Следующим утром я была мисс Нервозность, пока поджидала Кэла в холле. От парадных ворот пришло подтверждение о его прибытии. Через целую вечность раздался звук дверного звонка, и я шагнула ему навстречу. Я нарядила Хьюсона в симпатичную рубашку-поло бело-синего цвета и в шорты. Он был в прекрасном настроении все утро и пока не собирался спать. Мое сердце так бешено колотилось в груди, что мне казалось, будто его грохот эхом разносится под сводчатыми потолками холла. Липкими от пота руками я открыла дверь.

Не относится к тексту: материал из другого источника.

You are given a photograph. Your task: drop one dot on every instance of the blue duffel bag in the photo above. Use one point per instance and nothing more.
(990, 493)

Солнце решило побаловать своим присутствием, плотные светлые лучи окутывали Кэла своим сиянием. На нем были плотно прилегающие джинсы и белая футболка, поверх которой лазурного цвета рубашка, прекрасно сочетавшаяся с цветом его глаз. На ногах фирменные кроссовки Pristine. Борода сбрита, а на лицо вернулись краски. Ему, похоже, было несколько неловко, и он постоянно запускал руку в волосы, откидывая их назад, но несколько прядей все равно падали ему на лоб. Кэл выглядел чертовски хорошо, и мое сердце заныло от тоски по нему.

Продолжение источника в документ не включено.